The Centre Pompidou Hanwha, born from a four-year partnership agreement signed in 2023 between the Hanwha Foundation of Culture, Seoul, and the Centre Pompidou, Paris, is scheduled to open in June.
The museum will occupy a former aquarium in Yeouido that has been renovated by French architect Jean-Michel Wilmotte into a four-story venue with two main exhibition galleries. The stated aim of the Centre Pompidou Hanwha is to reinterpret the French museum’s collection ‘through Korea’s socio-cultural context’. Over the next four years, the Centre Pompidou Hanwha plans to present two exhibitions annually based on the Centre Pompidou’s collection, and two to three exhibitions per year centred on contemporary Korean art.
The inaugural exhibition, The Cubists: Inventing Modern Vision, will trace the chronological development of Cubism and will include a section focusing on the intersections between western Cubism and Korean art.
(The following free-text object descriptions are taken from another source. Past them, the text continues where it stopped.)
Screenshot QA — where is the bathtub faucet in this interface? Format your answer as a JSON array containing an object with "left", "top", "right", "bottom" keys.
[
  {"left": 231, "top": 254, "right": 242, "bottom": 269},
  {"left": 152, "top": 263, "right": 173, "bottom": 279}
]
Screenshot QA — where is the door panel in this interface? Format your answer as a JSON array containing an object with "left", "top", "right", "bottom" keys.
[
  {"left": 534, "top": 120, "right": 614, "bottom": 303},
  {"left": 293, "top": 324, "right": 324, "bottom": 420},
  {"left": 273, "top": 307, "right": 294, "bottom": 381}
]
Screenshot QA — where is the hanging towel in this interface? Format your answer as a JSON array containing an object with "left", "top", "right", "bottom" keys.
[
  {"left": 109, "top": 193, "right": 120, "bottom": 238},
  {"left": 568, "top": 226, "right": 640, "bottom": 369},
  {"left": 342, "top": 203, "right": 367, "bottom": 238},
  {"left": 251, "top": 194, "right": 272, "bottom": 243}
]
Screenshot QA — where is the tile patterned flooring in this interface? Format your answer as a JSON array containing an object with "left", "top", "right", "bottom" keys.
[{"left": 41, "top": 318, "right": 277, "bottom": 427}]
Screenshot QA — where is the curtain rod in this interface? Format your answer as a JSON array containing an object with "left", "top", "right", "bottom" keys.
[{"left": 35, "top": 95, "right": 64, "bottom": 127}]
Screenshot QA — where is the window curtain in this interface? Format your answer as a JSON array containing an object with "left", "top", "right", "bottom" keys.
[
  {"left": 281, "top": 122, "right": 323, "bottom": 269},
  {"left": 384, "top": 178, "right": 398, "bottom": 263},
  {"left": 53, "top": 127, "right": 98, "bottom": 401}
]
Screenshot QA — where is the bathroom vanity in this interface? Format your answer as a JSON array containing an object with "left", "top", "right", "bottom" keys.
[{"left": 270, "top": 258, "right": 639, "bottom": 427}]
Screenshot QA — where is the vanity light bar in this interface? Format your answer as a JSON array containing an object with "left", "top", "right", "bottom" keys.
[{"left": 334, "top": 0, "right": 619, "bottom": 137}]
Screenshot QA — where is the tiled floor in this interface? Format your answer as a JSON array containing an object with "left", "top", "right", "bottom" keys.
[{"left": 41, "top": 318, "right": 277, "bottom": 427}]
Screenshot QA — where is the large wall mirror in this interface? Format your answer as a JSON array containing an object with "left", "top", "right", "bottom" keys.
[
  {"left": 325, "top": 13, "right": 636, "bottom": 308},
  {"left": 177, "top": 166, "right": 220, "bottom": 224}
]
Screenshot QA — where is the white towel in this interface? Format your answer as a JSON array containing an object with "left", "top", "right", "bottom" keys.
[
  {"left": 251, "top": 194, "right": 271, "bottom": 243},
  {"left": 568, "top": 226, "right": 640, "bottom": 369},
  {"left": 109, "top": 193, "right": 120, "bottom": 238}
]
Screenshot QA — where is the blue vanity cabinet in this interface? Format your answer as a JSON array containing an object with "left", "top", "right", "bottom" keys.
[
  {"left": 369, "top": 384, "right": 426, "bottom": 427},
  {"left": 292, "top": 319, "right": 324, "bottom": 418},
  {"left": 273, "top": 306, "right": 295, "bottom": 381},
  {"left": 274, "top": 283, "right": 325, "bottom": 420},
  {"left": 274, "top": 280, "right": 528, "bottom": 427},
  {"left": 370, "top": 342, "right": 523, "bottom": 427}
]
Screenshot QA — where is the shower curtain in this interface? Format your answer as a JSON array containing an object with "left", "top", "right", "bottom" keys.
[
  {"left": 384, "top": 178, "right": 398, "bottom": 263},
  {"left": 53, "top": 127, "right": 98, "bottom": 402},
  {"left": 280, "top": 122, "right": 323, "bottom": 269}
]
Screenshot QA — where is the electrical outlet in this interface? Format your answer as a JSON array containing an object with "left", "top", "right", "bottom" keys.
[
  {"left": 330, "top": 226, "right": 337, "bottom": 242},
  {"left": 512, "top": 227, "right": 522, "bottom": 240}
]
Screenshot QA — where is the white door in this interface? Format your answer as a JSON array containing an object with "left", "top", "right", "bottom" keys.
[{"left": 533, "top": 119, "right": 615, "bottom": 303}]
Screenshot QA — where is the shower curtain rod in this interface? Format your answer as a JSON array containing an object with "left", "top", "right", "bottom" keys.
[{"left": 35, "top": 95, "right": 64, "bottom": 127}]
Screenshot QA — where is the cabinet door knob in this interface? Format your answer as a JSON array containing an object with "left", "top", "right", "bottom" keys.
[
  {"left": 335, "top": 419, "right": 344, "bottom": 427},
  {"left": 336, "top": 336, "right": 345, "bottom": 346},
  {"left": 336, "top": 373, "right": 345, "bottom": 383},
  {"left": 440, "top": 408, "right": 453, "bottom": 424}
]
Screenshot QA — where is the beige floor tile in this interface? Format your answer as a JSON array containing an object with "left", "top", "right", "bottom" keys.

Centre Pompidou Hanwha will be the latest to open in a series of partnerships between the Parisian museum – which is currently closed for renovations – and foreign cultural institutions, municipal administrations and developers. The Centre already operates museums in Malaga and Shanghai, and is set to open new sites in Brussels later this year and in in Iguaçu Falls in 2028.